For me, a more astonishing moment comes when Peggy confronts her banker father and proper mother with the news that she is in love with the married Fred. She knows the floozy Marie has contempt for her milkshake-mixing husband, that Fred is capable of more. To her dumbfounded parents, the teary-eyed Peggy barks, “I’m going to break that marriage up!”

Adultery was not something the Motion Picture Production Code normally promoted, nor would another scene involving Peggy have pleased it. When Al asks his wife if their daughter can handle herself around boys, she tells him in a winking sort of way that Peggy’s work in a hospital taught her plenty about contraception — without using the word.

Best Years has personal significance for me. My father had his own military troubles. He had to leave Annapolis in 1934 when, during his third year at the Naval Academy, his annual eye exam revealed he needed glasses. Back then, officers had to have 20/20 vision.

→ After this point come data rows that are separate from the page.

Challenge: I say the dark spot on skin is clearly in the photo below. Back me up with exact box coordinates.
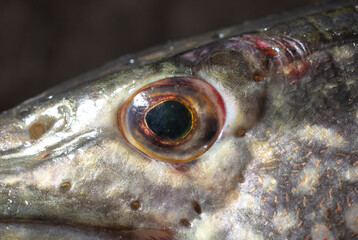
[236,128,246,137]
[38,152,50,159]
[28,121,46,139]
[236,175,245,183]
[180,218,191,227]
[130,200,141,210]
[59,181,72,193]
[324,208,330,220]
[253,72,265,82]
[192,200,202,215]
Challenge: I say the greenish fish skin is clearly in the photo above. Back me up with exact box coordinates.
[1,2,358,240]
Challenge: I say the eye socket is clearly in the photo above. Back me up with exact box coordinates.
[118,77,225,163]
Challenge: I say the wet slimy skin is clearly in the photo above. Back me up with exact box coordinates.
[0,2,358,240]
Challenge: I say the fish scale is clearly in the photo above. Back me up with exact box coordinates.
[0,2,358,240]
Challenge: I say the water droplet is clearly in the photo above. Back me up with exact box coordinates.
[218,33,224,39]
[129,59,135,64]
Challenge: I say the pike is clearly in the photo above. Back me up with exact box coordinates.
[1,1,358,240]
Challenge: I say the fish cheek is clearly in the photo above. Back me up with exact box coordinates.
[197,50,268,132]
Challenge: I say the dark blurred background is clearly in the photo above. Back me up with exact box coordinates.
[0,0,320,112]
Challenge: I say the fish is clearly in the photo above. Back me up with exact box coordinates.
[1,1,358,239]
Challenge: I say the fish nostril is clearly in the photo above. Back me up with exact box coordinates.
[59,181,72,193]
[192,200,202,215]
[130,200,141,210]
[25,102,73,141]
[252,72,265,82]
[28,121,46,140]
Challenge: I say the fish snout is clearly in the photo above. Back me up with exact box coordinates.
[0,100,82,172]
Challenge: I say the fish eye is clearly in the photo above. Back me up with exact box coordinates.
[118,77,225,163]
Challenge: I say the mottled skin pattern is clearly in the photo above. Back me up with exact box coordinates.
[0,3,358,240]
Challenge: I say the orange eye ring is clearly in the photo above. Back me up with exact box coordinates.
[118,77,225,163]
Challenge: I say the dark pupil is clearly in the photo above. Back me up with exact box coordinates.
[145,100,192,140]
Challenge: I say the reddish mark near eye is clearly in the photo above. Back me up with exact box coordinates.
[244,34,311,81]
[254,39,278,57]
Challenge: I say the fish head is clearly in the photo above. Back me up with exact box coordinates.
[1,3,358,240]
[0,47,260,237]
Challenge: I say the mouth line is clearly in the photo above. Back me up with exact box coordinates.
[0,130,99,173]
[0,130,98,160]
[0,219,173,239]
[0,219,130,233]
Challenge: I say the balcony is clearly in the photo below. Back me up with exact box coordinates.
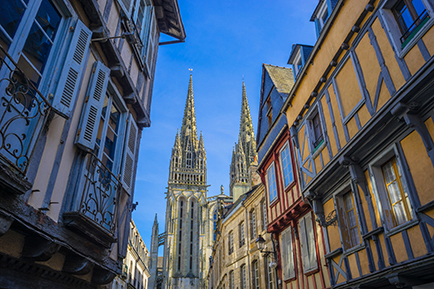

Being a diligent young man, he earned engineering degrees at Virginia Tech, served in the Navy reserves, reported for active duty in the fall of 1941, and married my mother three days before Pearl Harbor. He served as a shipyard officer during the war in New Orleans and in Galveston, Texas.

The family mystery begins when he demobilized. For many months, he and my mother lived apart — she on her parents’ Georgia farm, he on his parents’ Virginia farm. Perhaps he hoped to work in his family’s general store or return to his prewar job at the Tennessee Valley Authority.

But my father was no country boy. He said his father once told him, “Frank, if you don’t get in here and learn how to milk this cow or shoe this horse, you’ll never amount to anything.” Instead, he’d gotten his teenage kicks taking apart the family’s radio and car, experimental exploits that no doubt left my grandfather anxious.

Thanks to a letter written by a senior officer, the Navy took my father back in 1949. He then served nearly 25 years and rose to the rank of captain. Neither he nor my mother ever talked about that long period of separation, at least not with their four sons. My father may have felt the struggle for work was embarrassing. Maybe he was a soda jerk for a while.

Trauma, like courage, comes in many flavors, some more bitter than others. Macor quotes Russell: “For me, that was and is the all-important fact — that the human soul, beaten down, overwhelmed, faced by complete failure and ruin, can still rise up against unbearable odds and triumph.”

George Spencer is a freelance writer who lives in Hillsborough, North Carolina.